Watts in the Water
Our oceans contain enough energy to power the planet—if we could just get our hands on it.
Another innovative scheme to draw power from the sea is through underwater kites placed in ocean currents. The idea is to harness the energy produced as the water perpetually pushes the kites into figure-eight patterns. Video courtesy of Minesto
Edinburgh isn’t known as a hotbed of industrial espionage. But one cool and quiet spring night in the Scottish city, a high-stakes burglary was underway. Down at the old port district of Leith, thieves breached a perimeter fence and broke into the offices of a company called Pelamis Wave Power. They homed in on four laptop computers and walked right past much more expensive equipment. Pelamis, at the time (March of 2011), was riding a wave of good fortune. Company engineers had produced the first commercial-scale machine for extracting energy from waves, vaulting Pelamis to top-dog status in the marine-energy industry. Already there was interest from several European utility companies, and a Portuguese company had placed an order. So promising was the technology that just two months earlier, a delegation of 60 Chinese officials had paid a visit, with a juicy investment deal presumably in the balance. The world was getting excited about wave power. The visitors donned white hard hats and Pelamis founder and director Richard Yemm led Li Keqiang, the vice premier of China (now premier), and his charges across the factory floor during a key phase of production. Yemm was likely thinking only of the dizzying future on the other side of so much hard work, so many stillborn dreams. Protecting his company’s valuable intellectual property was not top of mind.

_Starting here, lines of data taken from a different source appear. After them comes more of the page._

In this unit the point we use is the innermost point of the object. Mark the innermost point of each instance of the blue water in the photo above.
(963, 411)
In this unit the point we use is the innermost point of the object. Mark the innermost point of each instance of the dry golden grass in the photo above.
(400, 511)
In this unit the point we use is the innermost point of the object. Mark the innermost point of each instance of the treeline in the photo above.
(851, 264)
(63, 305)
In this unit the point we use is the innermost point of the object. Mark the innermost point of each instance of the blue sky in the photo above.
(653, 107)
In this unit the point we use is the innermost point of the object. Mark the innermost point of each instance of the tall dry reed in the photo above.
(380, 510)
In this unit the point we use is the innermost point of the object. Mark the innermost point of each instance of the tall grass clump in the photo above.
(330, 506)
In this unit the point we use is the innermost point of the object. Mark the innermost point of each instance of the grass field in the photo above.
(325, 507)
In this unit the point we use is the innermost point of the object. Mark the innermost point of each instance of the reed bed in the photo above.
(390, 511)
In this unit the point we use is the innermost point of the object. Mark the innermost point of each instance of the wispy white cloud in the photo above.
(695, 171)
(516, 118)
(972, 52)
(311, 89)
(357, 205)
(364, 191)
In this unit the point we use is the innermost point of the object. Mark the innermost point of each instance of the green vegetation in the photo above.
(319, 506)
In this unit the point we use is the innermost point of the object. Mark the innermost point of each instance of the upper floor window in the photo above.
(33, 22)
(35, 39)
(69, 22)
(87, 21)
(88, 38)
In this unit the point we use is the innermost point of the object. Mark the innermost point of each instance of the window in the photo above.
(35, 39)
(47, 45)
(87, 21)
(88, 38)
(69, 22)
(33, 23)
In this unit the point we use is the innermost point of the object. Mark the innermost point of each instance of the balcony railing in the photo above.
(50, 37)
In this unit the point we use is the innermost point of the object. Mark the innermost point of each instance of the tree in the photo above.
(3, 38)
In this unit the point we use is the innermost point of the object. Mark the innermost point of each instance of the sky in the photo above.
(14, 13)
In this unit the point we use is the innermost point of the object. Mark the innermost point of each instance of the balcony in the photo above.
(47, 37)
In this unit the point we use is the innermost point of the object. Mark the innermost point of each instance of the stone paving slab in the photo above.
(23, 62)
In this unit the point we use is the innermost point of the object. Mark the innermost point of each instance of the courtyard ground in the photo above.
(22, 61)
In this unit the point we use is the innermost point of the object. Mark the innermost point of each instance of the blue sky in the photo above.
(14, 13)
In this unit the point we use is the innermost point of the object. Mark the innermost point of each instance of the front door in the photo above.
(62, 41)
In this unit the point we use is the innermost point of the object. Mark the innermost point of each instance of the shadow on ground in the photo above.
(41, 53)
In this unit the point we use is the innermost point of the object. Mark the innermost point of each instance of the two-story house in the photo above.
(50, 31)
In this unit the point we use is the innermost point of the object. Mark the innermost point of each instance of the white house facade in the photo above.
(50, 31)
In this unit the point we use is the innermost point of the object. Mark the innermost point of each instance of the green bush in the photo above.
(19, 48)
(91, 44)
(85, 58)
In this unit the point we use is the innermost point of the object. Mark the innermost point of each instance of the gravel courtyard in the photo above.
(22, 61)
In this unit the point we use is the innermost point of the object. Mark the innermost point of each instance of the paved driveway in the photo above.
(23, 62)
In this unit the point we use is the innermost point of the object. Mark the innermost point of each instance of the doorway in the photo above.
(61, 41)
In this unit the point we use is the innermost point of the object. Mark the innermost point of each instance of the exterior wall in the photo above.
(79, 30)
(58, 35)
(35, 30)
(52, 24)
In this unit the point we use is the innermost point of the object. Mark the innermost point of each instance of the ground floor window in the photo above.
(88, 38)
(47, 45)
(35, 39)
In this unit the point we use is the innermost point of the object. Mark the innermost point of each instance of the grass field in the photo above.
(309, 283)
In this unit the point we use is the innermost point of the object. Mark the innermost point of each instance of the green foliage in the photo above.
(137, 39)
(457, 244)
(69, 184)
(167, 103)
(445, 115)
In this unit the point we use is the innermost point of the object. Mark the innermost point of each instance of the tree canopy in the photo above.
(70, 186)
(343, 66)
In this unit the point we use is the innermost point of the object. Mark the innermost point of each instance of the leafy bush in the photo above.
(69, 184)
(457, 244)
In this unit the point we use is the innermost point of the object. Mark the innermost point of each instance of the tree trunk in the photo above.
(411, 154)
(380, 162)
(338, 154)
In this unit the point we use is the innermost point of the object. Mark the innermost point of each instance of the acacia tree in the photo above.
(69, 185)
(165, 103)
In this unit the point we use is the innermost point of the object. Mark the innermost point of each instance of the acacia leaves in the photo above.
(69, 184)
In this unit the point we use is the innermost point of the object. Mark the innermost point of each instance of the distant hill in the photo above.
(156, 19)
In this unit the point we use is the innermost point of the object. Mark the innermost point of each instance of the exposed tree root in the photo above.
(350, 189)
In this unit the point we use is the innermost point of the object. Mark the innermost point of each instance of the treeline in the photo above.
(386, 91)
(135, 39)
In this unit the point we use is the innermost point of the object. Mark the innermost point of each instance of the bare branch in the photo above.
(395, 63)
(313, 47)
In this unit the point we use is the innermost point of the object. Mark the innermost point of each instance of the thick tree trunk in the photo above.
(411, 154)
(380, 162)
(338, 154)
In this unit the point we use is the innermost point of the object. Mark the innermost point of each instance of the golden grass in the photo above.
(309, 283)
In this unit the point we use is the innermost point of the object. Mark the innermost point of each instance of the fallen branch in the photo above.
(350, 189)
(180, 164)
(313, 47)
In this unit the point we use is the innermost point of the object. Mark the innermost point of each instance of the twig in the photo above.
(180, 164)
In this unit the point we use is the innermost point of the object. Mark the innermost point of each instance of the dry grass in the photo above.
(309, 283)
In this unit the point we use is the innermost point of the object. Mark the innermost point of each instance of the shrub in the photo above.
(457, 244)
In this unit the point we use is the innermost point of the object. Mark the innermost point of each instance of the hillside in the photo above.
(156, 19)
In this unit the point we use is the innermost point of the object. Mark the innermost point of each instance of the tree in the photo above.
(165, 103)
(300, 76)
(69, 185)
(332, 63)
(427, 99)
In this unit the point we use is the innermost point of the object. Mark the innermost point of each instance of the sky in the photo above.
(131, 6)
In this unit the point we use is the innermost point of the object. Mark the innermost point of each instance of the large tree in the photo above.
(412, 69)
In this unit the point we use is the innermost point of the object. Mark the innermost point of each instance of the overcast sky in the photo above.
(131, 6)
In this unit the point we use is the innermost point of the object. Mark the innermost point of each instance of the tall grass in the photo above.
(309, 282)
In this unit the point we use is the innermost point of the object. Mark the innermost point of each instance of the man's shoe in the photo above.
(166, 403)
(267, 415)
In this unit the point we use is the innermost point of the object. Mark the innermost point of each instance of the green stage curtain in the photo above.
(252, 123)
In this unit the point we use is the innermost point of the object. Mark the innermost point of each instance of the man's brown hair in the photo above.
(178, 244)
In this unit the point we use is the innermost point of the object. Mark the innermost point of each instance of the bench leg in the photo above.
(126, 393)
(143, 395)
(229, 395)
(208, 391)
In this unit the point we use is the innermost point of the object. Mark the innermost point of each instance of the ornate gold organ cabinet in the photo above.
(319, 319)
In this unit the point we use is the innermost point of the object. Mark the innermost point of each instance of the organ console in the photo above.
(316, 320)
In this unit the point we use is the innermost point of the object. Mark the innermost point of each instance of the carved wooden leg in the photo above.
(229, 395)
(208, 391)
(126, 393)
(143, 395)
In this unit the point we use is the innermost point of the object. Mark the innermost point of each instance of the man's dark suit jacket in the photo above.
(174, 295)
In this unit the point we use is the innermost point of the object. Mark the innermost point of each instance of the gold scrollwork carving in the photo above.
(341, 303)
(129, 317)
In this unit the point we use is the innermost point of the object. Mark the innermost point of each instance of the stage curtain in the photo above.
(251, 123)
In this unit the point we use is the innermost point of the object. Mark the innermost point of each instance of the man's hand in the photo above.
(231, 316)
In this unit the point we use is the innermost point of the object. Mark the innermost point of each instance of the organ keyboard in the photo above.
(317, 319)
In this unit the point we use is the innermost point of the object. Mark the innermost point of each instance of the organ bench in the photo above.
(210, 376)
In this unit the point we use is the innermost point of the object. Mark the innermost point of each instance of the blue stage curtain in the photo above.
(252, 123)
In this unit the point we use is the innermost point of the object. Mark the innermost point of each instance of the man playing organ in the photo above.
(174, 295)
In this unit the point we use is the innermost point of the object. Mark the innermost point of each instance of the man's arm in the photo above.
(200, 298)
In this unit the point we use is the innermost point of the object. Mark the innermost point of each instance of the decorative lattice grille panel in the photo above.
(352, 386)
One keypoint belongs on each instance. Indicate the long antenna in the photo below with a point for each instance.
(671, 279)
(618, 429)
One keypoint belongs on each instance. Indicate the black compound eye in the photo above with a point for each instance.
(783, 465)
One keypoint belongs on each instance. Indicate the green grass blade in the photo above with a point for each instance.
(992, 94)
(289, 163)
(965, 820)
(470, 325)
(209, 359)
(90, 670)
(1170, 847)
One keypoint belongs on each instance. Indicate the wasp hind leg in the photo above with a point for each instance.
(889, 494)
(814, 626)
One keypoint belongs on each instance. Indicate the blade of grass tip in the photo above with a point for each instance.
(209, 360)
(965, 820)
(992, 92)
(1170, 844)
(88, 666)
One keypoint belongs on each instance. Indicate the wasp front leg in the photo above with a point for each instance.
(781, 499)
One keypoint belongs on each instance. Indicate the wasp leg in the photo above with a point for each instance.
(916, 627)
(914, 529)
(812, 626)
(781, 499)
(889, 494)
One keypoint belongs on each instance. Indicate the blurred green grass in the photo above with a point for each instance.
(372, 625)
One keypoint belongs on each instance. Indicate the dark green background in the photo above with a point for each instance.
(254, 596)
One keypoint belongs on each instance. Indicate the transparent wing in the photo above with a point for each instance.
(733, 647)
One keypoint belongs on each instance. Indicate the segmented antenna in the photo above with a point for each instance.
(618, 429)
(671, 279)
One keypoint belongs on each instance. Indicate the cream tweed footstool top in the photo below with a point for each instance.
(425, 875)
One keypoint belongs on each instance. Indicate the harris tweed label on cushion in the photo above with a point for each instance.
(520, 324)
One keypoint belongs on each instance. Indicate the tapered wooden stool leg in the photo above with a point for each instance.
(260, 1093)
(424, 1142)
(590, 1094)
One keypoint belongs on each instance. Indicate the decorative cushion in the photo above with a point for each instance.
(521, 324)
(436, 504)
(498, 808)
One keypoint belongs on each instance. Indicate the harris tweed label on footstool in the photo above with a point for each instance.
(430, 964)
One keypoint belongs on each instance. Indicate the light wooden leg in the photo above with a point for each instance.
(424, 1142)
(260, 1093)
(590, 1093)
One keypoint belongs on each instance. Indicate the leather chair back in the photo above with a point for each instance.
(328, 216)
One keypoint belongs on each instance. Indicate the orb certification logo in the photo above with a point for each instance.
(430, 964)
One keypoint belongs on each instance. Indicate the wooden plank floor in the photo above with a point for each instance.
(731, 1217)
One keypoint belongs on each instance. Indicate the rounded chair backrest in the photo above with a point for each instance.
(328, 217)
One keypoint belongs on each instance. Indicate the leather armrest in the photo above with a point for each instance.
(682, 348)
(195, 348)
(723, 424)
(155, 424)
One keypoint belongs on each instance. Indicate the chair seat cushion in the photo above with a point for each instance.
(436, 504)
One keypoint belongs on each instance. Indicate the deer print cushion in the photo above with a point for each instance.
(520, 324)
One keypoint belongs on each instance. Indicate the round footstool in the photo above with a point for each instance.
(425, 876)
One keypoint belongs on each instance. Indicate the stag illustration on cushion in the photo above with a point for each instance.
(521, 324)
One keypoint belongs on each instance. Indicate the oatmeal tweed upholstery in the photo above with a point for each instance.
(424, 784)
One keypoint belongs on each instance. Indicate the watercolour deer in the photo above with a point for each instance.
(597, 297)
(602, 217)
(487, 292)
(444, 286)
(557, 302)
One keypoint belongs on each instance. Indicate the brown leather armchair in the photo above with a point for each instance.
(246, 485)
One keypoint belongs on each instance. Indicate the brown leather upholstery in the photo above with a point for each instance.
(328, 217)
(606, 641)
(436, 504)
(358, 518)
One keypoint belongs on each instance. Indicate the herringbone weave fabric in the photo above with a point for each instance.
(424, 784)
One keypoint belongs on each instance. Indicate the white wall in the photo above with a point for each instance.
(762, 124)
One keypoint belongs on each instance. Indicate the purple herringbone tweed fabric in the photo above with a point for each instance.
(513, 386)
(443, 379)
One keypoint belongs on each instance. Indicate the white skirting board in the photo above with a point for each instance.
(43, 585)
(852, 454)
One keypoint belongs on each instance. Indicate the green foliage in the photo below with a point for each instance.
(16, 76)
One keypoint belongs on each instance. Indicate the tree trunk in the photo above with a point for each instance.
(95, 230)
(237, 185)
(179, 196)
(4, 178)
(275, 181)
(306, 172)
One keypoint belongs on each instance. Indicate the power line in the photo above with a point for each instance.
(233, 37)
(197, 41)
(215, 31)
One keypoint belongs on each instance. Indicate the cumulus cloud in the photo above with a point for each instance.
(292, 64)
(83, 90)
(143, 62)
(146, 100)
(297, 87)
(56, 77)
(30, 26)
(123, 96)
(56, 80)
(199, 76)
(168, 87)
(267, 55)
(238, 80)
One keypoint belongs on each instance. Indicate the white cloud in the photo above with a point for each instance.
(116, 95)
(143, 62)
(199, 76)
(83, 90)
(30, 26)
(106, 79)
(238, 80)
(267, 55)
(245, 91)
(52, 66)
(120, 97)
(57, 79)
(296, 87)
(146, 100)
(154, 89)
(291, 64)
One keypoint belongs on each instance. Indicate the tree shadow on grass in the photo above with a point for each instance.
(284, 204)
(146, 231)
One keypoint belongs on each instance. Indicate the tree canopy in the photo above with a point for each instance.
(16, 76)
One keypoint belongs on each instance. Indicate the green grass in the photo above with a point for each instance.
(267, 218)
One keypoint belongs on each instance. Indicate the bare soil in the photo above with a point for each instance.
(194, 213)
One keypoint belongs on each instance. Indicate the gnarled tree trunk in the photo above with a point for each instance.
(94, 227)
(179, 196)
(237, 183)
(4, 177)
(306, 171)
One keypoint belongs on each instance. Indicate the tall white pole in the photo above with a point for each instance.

Yemm’s optimism was justified. At some point in 2013, the world’s energy scales tipped: for the first time, more new energy was produced by renewables than by fossil fuels. The shift is officially on. North Sea oil rigs are being dismantled. The run of coal as energy champion of Europe is over, and plans for hundreds of new coal plants across Asia have been shelved. The business case for solar is solid. One hundred percent of Dutch trains run on wind. Google just announced that its server farms and offices will be powered entirely by renewables—mostly wind and solar—by the end of 2017.
And ocean power?
Close to 200 trillion watts of kinetic energy lurk in the seas: more than enough to power the planet, if we could somehow extract it all.